Second, let’s assume we have a matrix-valued data, \[ data\_mat = \begin{pmatrix} 20 & 20 & 10 \\ 10 & 10 & 20 \end{pmatrix} \] whose elements are corresponding to the numeric values in a cost function. As before,
data_mat = matrix(c(20,10,20,10,10,20),nrow=2)
cppscript_mat = "SEXP funcH_mat(arma::vec x, arma::mat data){
double x1 = x(0);
double x2 = x(1);
double val1 = (-std::pow((x1*sin(data(0,0)*x2)+x2*sin(data(0,1)*x1)),2))*cosh(sin(data(0,2)*x1)*x1);
double val2 = (-std::pow((x1*cos(data(1,0)*x2)-x2*sin(data(1,1)*x1)),2))*cosh(cos(data(1,2)*x2)*x2);
return Rcpp::wrap(val1+val2);
}"
Then, create two XPtr
’s from our supplied functions,
func_ptrvec = RcppXPtrUtils::cppXPtr(cppscript_vec,depends="RcppArmadillo") # as a pointer
func_ptrmat = RcppXPtrUtils::cppXPtr(cppscript_mat,depends="RcppArmadillo") # as a pointer
and these can be run likewise.
res3 = SAMCPLUS(2,func_ptrvec,options=myoption,data=data_vec) # vector data
res4 = SAMCPLUS(2,func_ptrmat,options=myoption,data=data_mat) # matrix data
and still we can check that the results are compatible.
Unlike arma::vec
and arma::mat
, List
is a native R and Rcpp object. List may contain multiple elements and for this scenario we will use both vector and matrix data, each. Especially, in this case, we will show how you can use Rcpp
native vector and matrix class as well. First, let’s prepare the data.
data_list = list()
data_list[[1]] = as.vector(c(20,10))
data_list[[2]] = matrix(c(20,10,10,20),nrow=2)
In the code below, vector and matrix are sequentially extracted using integer index for a list.
cppscript_list = "SEXP funcH_list(arma::vec x, Rcpp::List datalist){
double x1 = x(0);
double x2 = x(1);
NumericVector lefty = as<NumericVector>(datalist[0]);
NumericMatrix right = as<NumericMatrix>(datalist[1]);
double val1 = (-std::pow((x1*sin(lefty[0]*x2)+x2*sin(right(0,0)*x1)),2))*cosh(sin(right(0,1)*x1)*x1);
double val2 = (-std::pow((x1*cos(lefty[1]*x2)-x2*sin(right(1,0)*x1)),2))*cosh(cos(right(1,1)*x2)*x2);
return Rcpp::wrap(val1+val2);
}"
If we compile as before and run it, we can check the following results,
As well known, types of data available in R are indeed just SEXP
s, or S-expression. Therefore, for the advanced user, we made SEXP
option to be taken care of at the interface level. Below should be a replicate of using vector-type data similar to Case 1, but additional care of type conversion is required.
cppscript_sexp = "SEXP funcH_sexp(arma::vec x, SEXP data){
double x1 = x(0);
double x2 = x(1);
// Wrap the input 'data' as 'datavec' (Rcpp type)

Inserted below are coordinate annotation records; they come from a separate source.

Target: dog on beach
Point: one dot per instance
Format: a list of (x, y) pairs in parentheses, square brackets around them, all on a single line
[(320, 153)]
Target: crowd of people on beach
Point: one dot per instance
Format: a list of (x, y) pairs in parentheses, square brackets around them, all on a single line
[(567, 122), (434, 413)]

NumericVector datavec = as<NumericVector>(data);
double par1 = datavec[0]; // first element : 10
double par2 = datavec[1]; // second element : 20
double val1 = (-std::pow((x1*sin(par2*x2)+x2*sin(par2*x1)),2))*cosh(sin(par1*x1)*x1);
double val2 = (-std::pow((x1*cos(par1*x2)-x2*sin(par1*x1)),2))*cosh(cos(par2*x2)*x2);
return Rcpp::wrap(val1+val2);
}"
Let’s see it ran well,
data_sexp = as.vector(c(10,20)) # vector-valued data=(10,20) to be passed as SEXP
func_ptrsexp = cppXPtr(cppscript_sexp,depends="RcppArmadillo")

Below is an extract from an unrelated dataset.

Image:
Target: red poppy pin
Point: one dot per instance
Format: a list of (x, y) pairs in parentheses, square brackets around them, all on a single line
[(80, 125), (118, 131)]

res6 = SAMCPLUS(2,func_ptrsexp,options=myoption,data=data_sexp)
and the visual inspection also guarantees that it worked well.
Liang, F., C. Liu, and R. Carroll. 2010. Advanced Markov Chain Monte Carlo Methods: Learning from Past Samples. Wiley Series in Computational Statistics. Wiley.